Training AI models at an Unprecedented Speed: MLPerf Training 3.1 Benchmark Results

The pace of innovation in the generative AI space is truly remarkable. In 2023, training AI models has become significantly faster, as revealed by the MLPerf Training 3.1 benchmark released today. MLPerf Training, a benchmark developed by MLCommons, tracks and measures the ability to rapidly train models, which is crucial for driving AI advancements.

The Power of MLPerf Training 3.1 Benchmark

Included in the MLPerf Training 3.1 benchmark are submissions from 19 vendors, showcasing over 200 performance results. Notable among these results are the benchmarks for large language model (LLM) training with GPT-3. The performance improvements are truly impressive, with MLCommons executive director David Kanter stating, “We’ve got over 200 performance results and the improvements in performance are fairly substantial, somewhere between 50% to almost up to 3x better.”

“It’s about 2.8x faster comparing the fastest LLM training benchmark in the first round [in June], to the fastest in this round,” Kanter said. “I don’t know if that’s going to keep up in the next round and the round after that, but that’s a pretty impressive improvement in performance and represents tremendous capabilities.”

The rapid progress in AI training, according to Kanter, is surpassing what Moore’s Law would predict. Moore’s Law typically foresees a doubling of compute performance every few years, but the AI industry is scaling hardware architecture and software at a faster pace.

Scaling Hardware and Software Innovations

Intel, Nvidia, and Google are among the companies that have made significant strides in enabling faster LLM training results in the MLPerf Training 3.1 benchmarks.

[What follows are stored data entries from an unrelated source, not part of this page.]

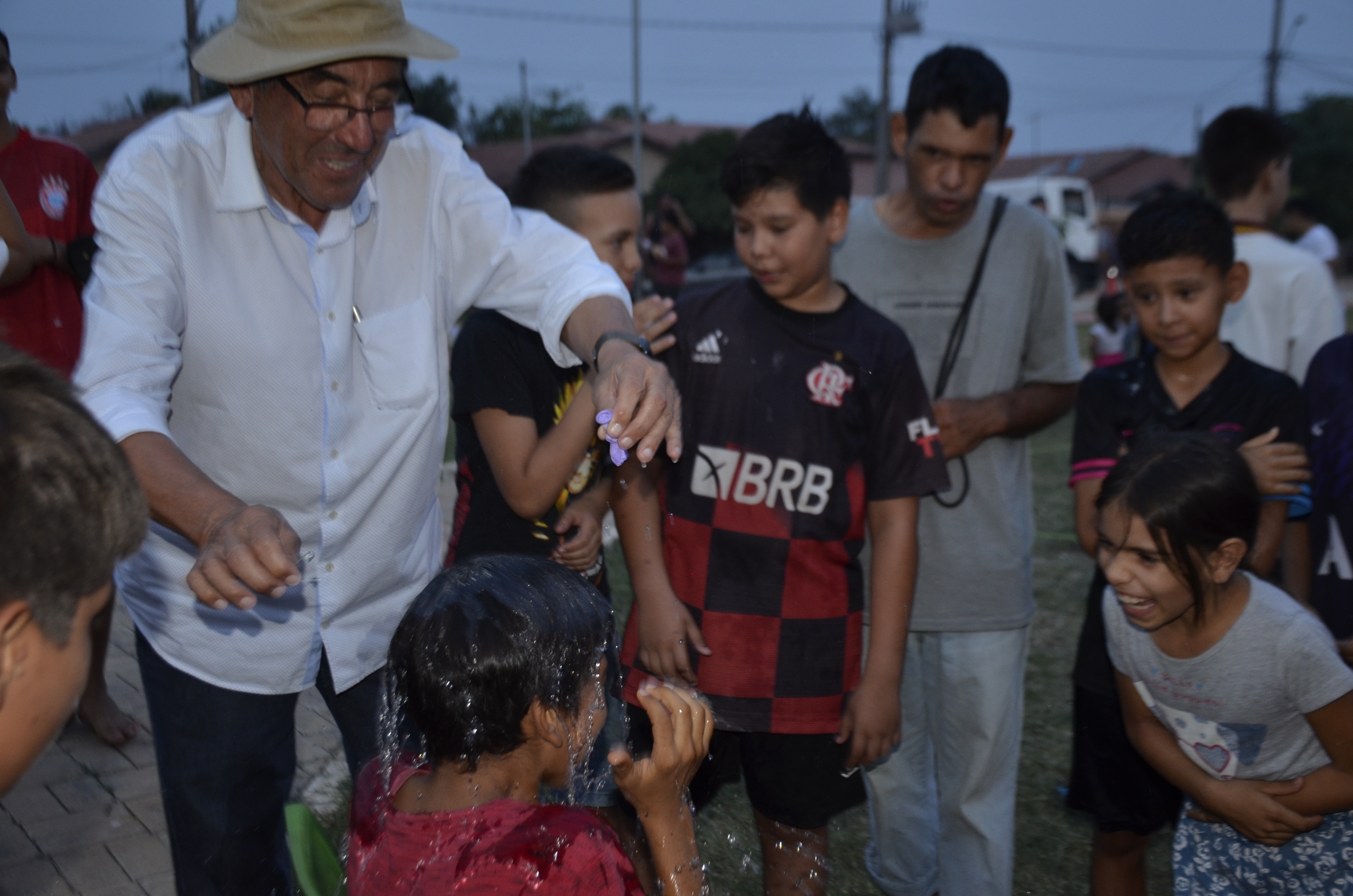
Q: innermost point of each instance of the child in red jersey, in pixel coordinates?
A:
(500, 664)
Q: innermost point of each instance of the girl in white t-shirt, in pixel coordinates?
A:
(1231, 690)
(1109, 336)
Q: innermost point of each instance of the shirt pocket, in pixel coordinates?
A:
(400, 354)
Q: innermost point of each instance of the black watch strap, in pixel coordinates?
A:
(638, 341)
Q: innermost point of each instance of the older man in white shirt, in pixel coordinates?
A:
(267, 338)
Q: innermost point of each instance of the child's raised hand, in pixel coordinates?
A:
(1278, 466)
(666, 635)
(683, 729)
(1252, 810)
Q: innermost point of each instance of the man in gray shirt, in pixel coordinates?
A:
(942, 806)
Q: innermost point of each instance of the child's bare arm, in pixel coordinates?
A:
(657, 786)
(1329, 789)
(531, 472)
(666, 629)
(1253, 808)
(1087, 517)
(872, 720)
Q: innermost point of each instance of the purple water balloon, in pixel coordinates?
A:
(617, 454)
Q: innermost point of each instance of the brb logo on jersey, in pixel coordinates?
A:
(925, 434)
(54, 195)
(751, 478)
(829, 383)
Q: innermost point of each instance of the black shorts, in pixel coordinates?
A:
(792, 779)
(1110, 779)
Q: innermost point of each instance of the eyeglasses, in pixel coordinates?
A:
(331, 117)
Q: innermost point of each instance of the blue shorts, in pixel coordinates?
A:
(1215, 860)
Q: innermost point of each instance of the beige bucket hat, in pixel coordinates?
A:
(275, 37)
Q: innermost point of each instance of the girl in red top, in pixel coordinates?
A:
(500, 664)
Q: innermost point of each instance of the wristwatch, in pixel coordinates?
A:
(638, 341)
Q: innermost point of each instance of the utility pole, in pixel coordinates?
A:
(1273, 59)
(900, 19)
(525, 114)
(636, 114)
(190, 45)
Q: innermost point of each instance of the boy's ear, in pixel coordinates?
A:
(1237, 282)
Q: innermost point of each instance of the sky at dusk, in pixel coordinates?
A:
(1086, 75)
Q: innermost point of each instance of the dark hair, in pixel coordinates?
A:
(1237, 147)
(1194, 493)
(69, 505)
(1175, 226)
(558, 175)
(1109, 309)
(486, 639)
(791, 149)
(964, 80)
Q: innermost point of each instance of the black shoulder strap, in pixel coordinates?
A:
(955, 336)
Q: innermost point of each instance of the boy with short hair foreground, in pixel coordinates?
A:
(501, 662)
(804, 420)
(69, 511)
(1182, 274)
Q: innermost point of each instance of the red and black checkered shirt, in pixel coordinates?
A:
(792, 424)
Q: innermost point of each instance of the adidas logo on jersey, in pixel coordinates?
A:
(751, 478)
(707, 350)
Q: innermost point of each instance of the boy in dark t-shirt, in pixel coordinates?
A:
(1182, 272)
(804, 418)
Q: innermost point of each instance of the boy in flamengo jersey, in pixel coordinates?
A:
(1182, 275)
(804, 420)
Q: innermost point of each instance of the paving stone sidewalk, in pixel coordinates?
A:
(87, 818)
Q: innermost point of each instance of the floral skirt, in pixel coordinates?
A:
(1214, 860)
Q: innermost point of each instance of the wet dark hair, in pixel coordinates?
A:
(486, 639)
(69, 505)
(1173, 226)
(555, 176)
(1237, 147)
(791, 149)
(1194, 493)
(964, 80)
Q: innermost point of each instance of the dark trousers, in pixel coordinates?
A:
(226, 764)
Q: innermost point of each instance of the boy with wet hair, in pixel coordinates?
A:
(1291, 307)
(69, 511)
(807, 425)
(1179, 260)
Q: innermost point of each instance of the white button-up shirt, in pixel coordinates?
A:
(229, 325)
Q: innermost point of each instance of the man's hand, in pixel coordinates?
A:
(1250, 808)
(965, 424)
(248, 550)
(652, 318)
(666, 635)
(1278, 466)
(578, 553)
(643, 400)
(872, 722)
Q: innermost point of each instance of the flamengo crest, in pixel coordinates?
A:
(829, 383)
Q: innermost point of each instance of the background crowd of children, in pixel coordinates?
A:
(1212, 469)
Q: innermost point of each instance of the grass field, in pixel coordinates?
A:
(1052, 856)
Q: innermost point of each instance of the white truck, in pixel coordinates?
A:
(1069, 204)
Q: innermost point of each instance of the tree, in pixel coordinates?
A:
(552, 113)
(156, 100)
(1322, 159)
(692, 176)
(856, 118)
(438, 99)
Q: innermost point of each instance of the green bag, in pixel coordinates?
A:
(313, 859)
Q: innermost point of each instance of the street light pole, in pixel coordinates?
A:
(636, 117)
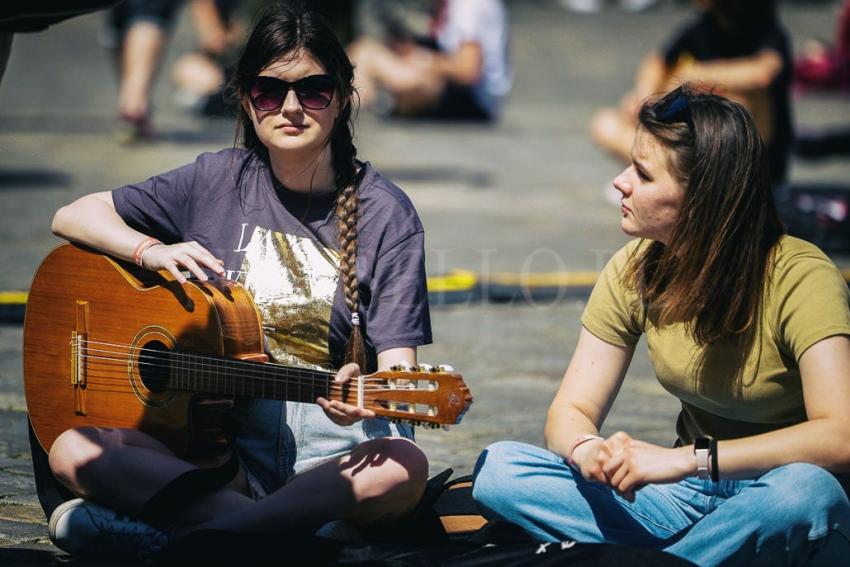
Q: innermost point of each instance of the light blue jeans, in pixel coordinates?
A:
(797, 514)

  • Intel’s Habana Gaudi 2 accelerator achieved a remarkable 103% training speed performance boost through techniques such as 8-bit floating point (FP8) data types.
  • Google’s Cloud TPU v5e, which recently became generally available, also leveraged FP8 for optimal training performance. Google’s Cloud TPU multislice technology further enhanced scaling capabilities.
  • Nvidia, not to be outdone, used its supercomputer known as EOS to conduct MLPerf Training 3.1 benchmarks. The system features an impressive 10,752 GPUs connected via Nvidia Quantum-2 InfiniBand, offering over 40 exaflops of AI compute power.

“Some of the speeds and feed numbers here are kind of mind-blowing,” Salvator said. “In terms of AI compute, it’s over 40 exaflops of AI compute, right, which is just extraordinary.”

These technological advancements are propelling the AI industry forward, surpassing expectations and setting new standards for performance and capability.